In a Gallup poll that same month, despite language almost perfectly designed to elicit a negative response from conservatives, 29 percent of Republicans agreed that government should “redistribute wealth” through “heavy taxes” on the rich. In a party riven by factions, one third of the vote isn’t beanbag. And Trump didn’t need to go full Bernie Sanders on redistribution: In a competition among Republican candidates to produce insane plans, a merely non-crazy plan would have sufficed.

Instead, Trump balked. He produced a plan that, according to the Tax Foundation, would deliver maximum benefits to the top 1 percent of income earners while adding more than $10 trillion in debt over a decade.
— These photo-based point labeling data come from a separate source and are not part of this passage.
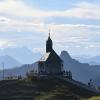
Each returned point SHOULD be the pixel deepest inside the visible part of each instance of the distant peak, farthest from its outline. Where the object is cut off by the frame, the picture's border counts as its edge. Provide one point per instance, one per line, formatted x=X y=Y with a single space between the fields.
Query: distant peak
x=65 y=54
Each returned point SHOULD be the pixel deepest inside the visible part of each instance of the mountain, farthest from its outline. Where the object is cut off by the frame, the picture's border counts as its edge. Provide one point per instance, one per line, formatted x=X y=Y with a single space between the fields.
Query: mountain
x=81 y=71
x=90 y=60
x=9 y=62
x=23 y=54
x=22 y=70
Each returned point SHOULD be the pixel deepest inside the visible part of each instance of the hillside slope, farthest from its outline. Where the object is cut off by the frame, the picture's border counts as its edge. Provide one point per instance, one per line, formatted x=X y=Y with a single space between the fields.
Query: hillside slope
x=41 y=89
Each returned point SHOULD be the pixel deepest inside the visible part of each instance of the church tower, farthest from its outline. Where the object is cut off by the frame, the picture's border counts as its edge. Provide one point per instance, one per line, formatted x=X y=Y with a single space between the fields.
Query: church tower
x=49 y=44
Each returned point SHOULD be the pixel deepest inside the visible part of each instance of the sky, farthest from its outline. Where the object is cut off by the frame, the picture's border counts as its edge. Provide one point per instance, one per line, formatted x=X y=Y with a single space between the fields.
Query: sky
x=74 y=25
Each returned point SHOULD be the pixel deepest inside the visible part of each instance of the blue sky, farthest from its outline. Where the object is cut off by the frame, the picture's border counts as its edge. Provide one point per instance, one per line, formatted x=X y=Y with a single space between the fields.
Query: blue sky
x=74 y=25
Too bad. Trump, who has no need to raise campaign cash, could’ve proposed tax breaks for his working class supporters financed not by deficits but by closing the tax loopholes exploited by his competitors’ donors. Would such a course have driven a wedge into the party? Yes. But the wedge exists already. And, realistically, how long do Republicans expect to compete in an era of stark inequality with plans to transfer wealth in perpetuity to the already wealthy?

Instead of mitigating the Republican challenge on fiscal policy, Trump chose to exacerbate the Republican problem on race. He has driven Ted Cruz and Marco Rubio to adopt ever harsher rhetoric, and to clarify immigration stands that each would prefer to leave ambiguous.

It’s hard to tell what the net effect of this will be on the 2016 race. But the Republican nominee will in all likelihood go into battle next fall with an absurd fiscal plan and the stench of Trump’s nativist appeals still smoldering across the land. For a party in desperate need of new policies and new voters, Trump has been a toxic influence.

By Francis Wilkinson  
(Bloomberg)

Francis Wilkinson writes editorials on politics and domestic policy. He was previously the executive editor of the Week. — Ed.